Even as Avengers: Endgame was creating new box-office records, Pokémon: Detective Pikachu made a little history of its own by becoming the highest-rated live-action adaptation of a video game on Rotten Tomatoes. The film has also grossed $364 million worldwide, becoming a profitable venture for its makers.
A 66 percent rating on Rotten Tomatoes is generally considered middling, which is why Detective Pikachu’s pole position among cinematic adaptations of video games points to the chequered history of the sub-genre. Hollywood keeps churning out video-game films on a regular basis despite more failure than success.
“Most film adaptations of video games have not been successful because they have strayed away from the formula that made those games popular,” says Rohin Bhaumik, a gaming content creator. “If you don’t do justice to the original medium, the fans will walk away disappointed,” he adds.
Writing and conceptualizing a film based on another medium is always a tricky process, the challenge invariably being all about what to retain, what to remove, and how to ultimately create something that is true to both art forms. Arriving at that balance is no mean feat, and it is a reason why even cinema adaptations of books and comic books can also often fall flat. The Batman films of the nineties would fit that description, as would the 2003 book-to-film adaptation of Dr. Seuss’ The Cat In The Hat, starring Mike Myers and Dakota Fanning.
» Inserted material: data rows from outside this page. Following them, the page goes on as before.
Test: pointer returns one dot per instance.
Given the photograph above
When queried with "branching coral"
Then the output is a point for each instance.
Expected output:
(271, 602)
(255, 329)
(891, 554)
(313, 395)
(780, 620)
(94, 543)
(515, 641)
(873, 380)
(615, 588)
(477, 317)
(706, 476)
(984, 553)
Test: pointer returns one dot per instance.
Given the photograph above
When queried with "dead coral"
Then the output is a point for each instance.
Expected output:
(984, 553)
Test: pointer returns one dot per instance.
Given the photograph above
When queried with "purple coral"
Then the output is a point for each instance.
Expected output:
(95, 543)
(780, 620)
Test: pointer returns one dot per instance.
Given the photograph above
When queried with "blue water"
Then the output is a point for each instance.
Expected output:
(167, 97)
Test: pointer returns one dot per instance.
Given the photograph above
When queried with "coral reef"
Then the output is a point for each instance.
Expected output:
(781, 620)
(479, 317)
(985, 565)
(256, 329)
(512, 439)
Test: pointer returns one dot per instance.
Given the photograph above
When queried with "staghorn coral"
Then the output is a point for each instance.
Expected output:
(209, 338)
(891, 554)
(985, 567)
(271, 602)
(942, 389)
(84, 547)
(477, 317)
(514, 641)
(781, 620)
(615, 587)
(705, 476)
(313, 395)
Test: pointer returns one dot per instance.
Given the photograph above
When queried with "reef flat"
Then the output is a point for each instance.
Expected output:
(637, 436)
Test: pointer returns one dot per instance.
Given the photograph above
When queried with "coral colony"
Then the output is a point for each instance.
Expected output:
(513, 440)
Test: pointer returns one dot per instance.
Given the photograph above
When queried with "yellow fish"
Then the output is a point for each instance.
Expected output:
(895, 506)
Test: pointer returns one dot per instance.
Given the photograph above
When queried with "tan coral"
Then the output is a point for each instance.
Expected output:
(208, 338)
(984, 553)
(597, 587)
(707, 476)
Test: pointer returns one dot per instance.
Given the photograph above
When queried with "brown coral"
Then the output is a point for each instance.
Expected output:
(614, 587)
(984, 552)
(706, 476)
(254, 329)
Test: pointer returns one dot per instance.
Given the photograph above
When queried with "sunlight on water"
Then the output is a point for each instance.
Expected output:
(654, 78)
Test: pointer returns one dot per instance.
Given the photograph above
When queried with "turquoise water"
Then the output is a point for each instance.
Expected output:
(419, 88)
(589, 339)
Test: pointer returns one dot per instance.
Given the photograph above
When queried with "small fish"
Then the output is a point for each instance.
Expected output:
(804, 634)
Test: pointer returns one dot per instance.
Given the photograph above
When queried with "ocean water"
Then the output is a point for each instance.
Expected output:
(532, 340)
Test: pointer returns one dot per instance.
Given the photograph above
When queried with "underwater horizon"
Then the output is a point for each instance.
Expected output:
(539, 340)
The failure rate for video-game adaptations, however, seems to be much higher, possibly because of the huge difference in styles of storytelling in the two formats. The contained worlds and concise plots of films bear a stark contrast to the sprawling worlds of video games, with stories that often last over 30 hours. Film characters are entirely about emotional depth, which isn’t explored in games.
Harish Iyengar, a gaming podcaster, feels the point of view is a crucial factor: “You always speak of how you did something in Lara Croft: Tomb Raider and not what the character did. You have certain expectations. The moment you leave the character in the hands of the filmmaker, it goes on a different tangent.”
For Bhaumik, another concern is the filmmakers’ understanding of the source material. Alone In The Dark and House Of The Dead are two adaptations that were so badly received that they ended up in IMDb’s list of 100 lowest-rated films. Both were directed by Uwe Boll, often criticized for adding elements to films that aren’t true to their source material. His reputation was so bad that Blizzard Entertainment rejected his bid to direct the Warcraft film by saying they would not sell the rights “especially” to him.
Warcraft was eventually directed by Source Code maker Duncan Jones, whose inputs were true to the original game’s source material. That, however, wasn’t enough. The film was deemed a commercial and critical failure, despite earning revenue outside the US. “Warcraft’s main storyline, spread over three games, has many layers, heroes, and betrayals. The movie, even though it only covered the initial plot of the game series, tried to condense too much into its runtime. It started as a promising first movie in a trilogy, but the story fizzled out,” says Raj Das, an avid gamer and digital content creator.
A video-game film that was well-received in the context of its sub-genre was Tron: Legacy. Das feels that this owes primarily to the makers coming up with a whole new story, creating great visuals, and a solid background score — elements that are generally seen in successful franchise films.
This is perhaps also at the core of Detective Pikachu’s success. “I think the film worked because they have devised a completely fresh plot with new characters,” says Iyengar. “There was clearly a conscious decision to not delve too deep into the Pokemon universe, but the essence of the game has been captured. Showing live-action versions of our cute favorites could very well be disastrous, but I believe they did a fantastic job adapting that as well,” he adds.
Comparisons with the awe-inspiring success of comic book cinema are unavoidable. However, even the Marvel Cinematic Universe is only loosely inspired by the comics. The last two Avengers films — which received wide acclaim — are entirely about Thanos’ goal to “fix” overpopulation. This isn’t the character’s motive in the comics and the makers have taken liberties to adapt the source material to today’s socio-political realities.
Perhaps the success of Detective Pikachu will highlight what was lacking in video-game cinema so far: true adaptation. Capturing the essence of a game without confusing viewers with too many details might be the way forward for the sub-genre.